Just over 20 years ago, in 1995, the debut, self-titled Garbage record was released to critical acclaim. It had a pile of hits like "Stupid Girl," "Only Happy when it Rains," "Supervixen," and so on. I spent a lot of time with that album, because at the time, I was a scared, insecure, angry teenager; Shirley Manson's voice — and her look — spoke to me in a big way.

Now in my mid-30's, I feel far removed from those lonely, confused, unlucky-in-love teen years. After spending some time with the brand-new Garbage album, Strange Little Birds, I found myself thrown back to the mid-90s when the first Garbage record came out, because it has a similar tone and subject matter. I started thinking, "Maybe I'm not so far removed from all those old feelings that I've just pushed down into the deep pit of my gut so I could get on with my adult life." The lyrical content and musical arrangements on this record unlocked a lot of the old baggage of being young, naïve and unsure who I was and where I was headed. Good times, right?

The album opens with the very moody, creepy-sounding track, "Sometimes." It really sets the tone for what feelings you're in for when listening to this album in its entirety. As the music was starting, I felt like I just opened the lock to Shirley Manson's diary and started reading a very personal secret about every boy she's ever liked and every emotion and insecurity attached to it.

The second track, "Empty" — the first song we've been playing on air from Strange Little Birds — is also the highlight of the record for me; at least as a song that can really stand on its own outside the entire album.

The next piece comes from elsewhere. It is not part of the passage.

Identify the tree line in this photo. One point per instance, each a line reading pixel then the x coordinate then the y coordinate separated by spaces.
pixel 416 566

Inner thoughts, pain, secrets, desires, the lies we tell, all that represents who we are on the inside and too afraid to share with others — the exact feelings I felt HARD as a teenager — are writ large throughout this album. The track "Blackout" is so relatable as far the lengths we go to hide our true feelings and put up a front. Shirley Manson sings, "Get out your head, try to not to think / Be cool, be calm, be fake. / Dumb yourself down, numb yourself out / Fake it till you make it, make the world black out." Um, yes.

I recommend listening to Strange Little Birds start to finish: The eeriness of the opening, and the emotional rollercoaster that follows throughout the majority of the record, will eventually resolve into what feels like an emotional ability to move forward. Get ready to dig up some old feels and feel them!

Butch Vig, one of the best producers of his generation, has kept the band Garbage intact after all this time, which is an impressive feat. I can't think of too many '90s alternative bands that, 20 years later, still feature the same lineup. Shirley Manson, Butch Vig, Duke Erikson and Steve Marker continue to create together and to deliver to their fans, and in this case, the new album Strange Little Birds does exactly that.